At work we're presenting a one-woman show. For the past month, the boss has been saying that it's just a small show, no big amount of work. Keep it simple. Two days ago I get a videotape of the show. Either Boss is blind, or he doesn't want the show to be as good as it can be. I design the lights for the shows, and can see that, on the tape, there are shifts and color changes, which are really involved, and better yet, artistically motivated by the story. The next day, we have our first and last meeting with the Artist. We walk thru the script (which she brought with her, nothing like foreplanning), and she details what she'd like to see. I've already made some color decisions, and with a few minor changes, can accomodate her. Not a big problem, but it's no small show. it averages out to two light changes per page of script. That's a lot. Not HUGE, but more than I was expecting. I spend the next morning writing cues, and by shortly after noon, get under way with a first and final dress rehearsal. The show looks really great. The set is a couple of fabric draped benches, but with no skimping on fabric, lots of layers to give a regal look, and a couple of hanging swags of fabric. The floor was originally going to be flat black, but we opted for a sand-colored faux texture treatment (which happened overnight). Simple, but pretty. We're only doing 4 performances of the show, so I can see why Boss wanted to keep it simple. But we're professionals dammit. We, as a company, are judged on how we present a show, regardless of who's show it is. We build a reputation based on how we are to work with, and whether we 'give satisfaction'. I don't care whether we have only 10 tickets sold or not, that's somebody elses failing. My department is going to look fabulous.
So is it being anal to want to do more and better when Boss has low expectations?

Wednesday, June 08, 2005

A fresh start

This isn't the first time I've tried this sort of thing. Back in the old days, before there were 'Blogs', there were on-line diaries. I had one for a while. Back when my life was interesting, five or more years or so ago. On OpenDiary.com. It was annoying since it kept crashing and I'd lose a long rambling diatribe as soon as I'd cathartically purged it from my consciousness. You just can't re-create something that cleansing. It loses something. I started writing my postings in Word and then pasting them in. Then I discovered I couldn't print my posts, to save them for myself (though most of those posts, and maybe some of these, would get me into a LOT of trouble at home with Wife). Then my life got dull again. Lots of people came into my life. Lots of people left it. One very dear person left it. She was the main impetus to me starting the OD thing in the first place. Cancer Sucks. Then I stopped posting for long stretches. Then they changed their policy that if you didn't post frequently (or, at least, more frequently than I), they were going to purge your diary. I let them, and haven't been back.
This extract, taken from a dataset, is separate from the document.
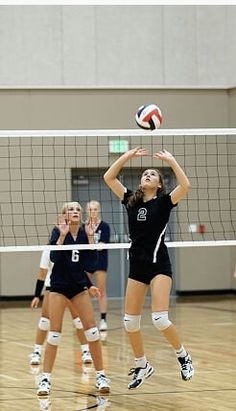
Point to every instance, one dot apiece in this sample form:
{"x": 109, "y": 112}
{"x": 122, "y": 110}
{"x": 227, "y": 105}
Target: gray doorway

So here I am again. Back at the online diary thing again. New face. Same old shit. You may notice that a lot of my postings will be at early hours. I often have trouble sleeping, and there are several people of my acquaintance who will verify that I like to go online and write long, heartfelt, and usually quite meaningless drivel in emails. Now it can be here, without cluttering up their mailbox.